用来将一个字符串编译成一个pattern对象。它来进行计算的话将会有更高的效率，如果你想对一个正则表达式进行search或者match操作最好先将它转换为一个pattern对象pattern对象中包含search和match的方法re.search(pat, string)与pat.(string)是等价的，pattern对象也能用在普通的正则表达式函数中。

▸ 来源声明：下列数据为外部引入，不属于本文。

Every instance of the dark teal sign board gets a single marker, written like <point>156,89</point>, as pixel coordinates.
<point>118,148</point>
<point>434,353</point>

search(pattern, string[, flag])

如果存在的话search函数可以找到string中的第一个pattern的子串，返回一个MatchObject(值为True），没有找到的话则返回None（值为false),所以可以这样写：

if re.search(pat, string):

print 'Found it!'

match(pattern, string[, flag])

match用来匹配在字符串的开头处的模式，如果你要匹配整个字符串的话，可以在模式串的末尾加上一个'$'

split(pattern, string[, maxsplit=0])

这个可以利用pattern的出现来进行切割，类似于split方法，但是，这个是使用正则表达式，下面是一个例子

>>> some_text = 'alpha, beta,,,,gamma>>> re.split('[, ]+', some_text)['alpha', 'beta', 'gamma', 'delta']delta'

如果模式里面包含了括号，那么被括号扩起来的部分将留在被分割的字符之间。

maxsplit参数用来表示最大的被允许的分割次数。

findall(pattern, string)

findall用来返回一个字符串的list，里面包含了所有的匹配的字符串。

sub(pat, repl, string[, count=0])

sub用来替换字符串中最左边的n个符合匹配规则的模式串。

>>> pat = '{name}'>>> text = 'Dear {name}...'>>> re.sub(pat, 'Mr. Gumby', text)'Dear Mr. Gumby...'

escape(string)

看下面的例子就知道了

>>> re.escape('www.python.org')'www\\.python\\.org'>>> re.escape('But where is the ambiguity?')'But\\ where\\ is\\ the\\ ambiguity\\?'

flag

Python Library Reference (http://python.org/doc/lib/module-re.html)中的“module content”小节描述了flag参数的用法

匹配对象和分组(Match Object and Groups)

每当字符匹配成功都会返回一个MatchObject对象，这个对象中保留了一些字符串（字串）与模式之间匹配的一些信息。也包含了哪些是匹配了的模式串，哪些是子串的一些信息。这一部分叫做分组（group），分组的编号由最左的括号来决定，0号是整条字符串。请看下面例子：

'There (was a (wee) (cooper)) who (lived in Fyfe)'

分组如下：

0 There was a wee cooper who lived in Fyfe

1 was a wee cooper

2 wee

3 cooper

4 lived in Fyfe

分组号和替换函数：

正则表达式提供了一种非常强大的分组方法。一个简单的例子就可以体现它的强大，比如在替换字符串中使用分组号。任何替换的序列中包含了 '\\n'这个形式的东西都会被匹配了的模式串中的第n个分组所代替。下面的例子是将'*somethin*'替换为'<em>something</em>':

>>> emphasis_pattern = r'\*([^\*]+)\*'>>> re.sub(emphasis_pattern, r'<em>\1</em>', 'Hello, *world*!')'Hello, <em>world</em>!'

贪心和非贪心模式（greedy and nongreedy pattern）

重复操作符默认是贪心原则的，既一直匹配到无法再匹配为止，举个例子：

>>> emphasis_pattern = r'\*(.+)\*'>>> re.sub(emphasis_pattern, r'<em>\1</em>', '*This* is *it*!')'<em>This* is *it</em>!'

模式串匹配了从第一个一直到最后一个星号。如果不想这样，可以在后面加个问好(?)，这样的话，就是使用非贪心的版本。所有的重复操作符后面加了问号的话，都会调用非贪心的版本。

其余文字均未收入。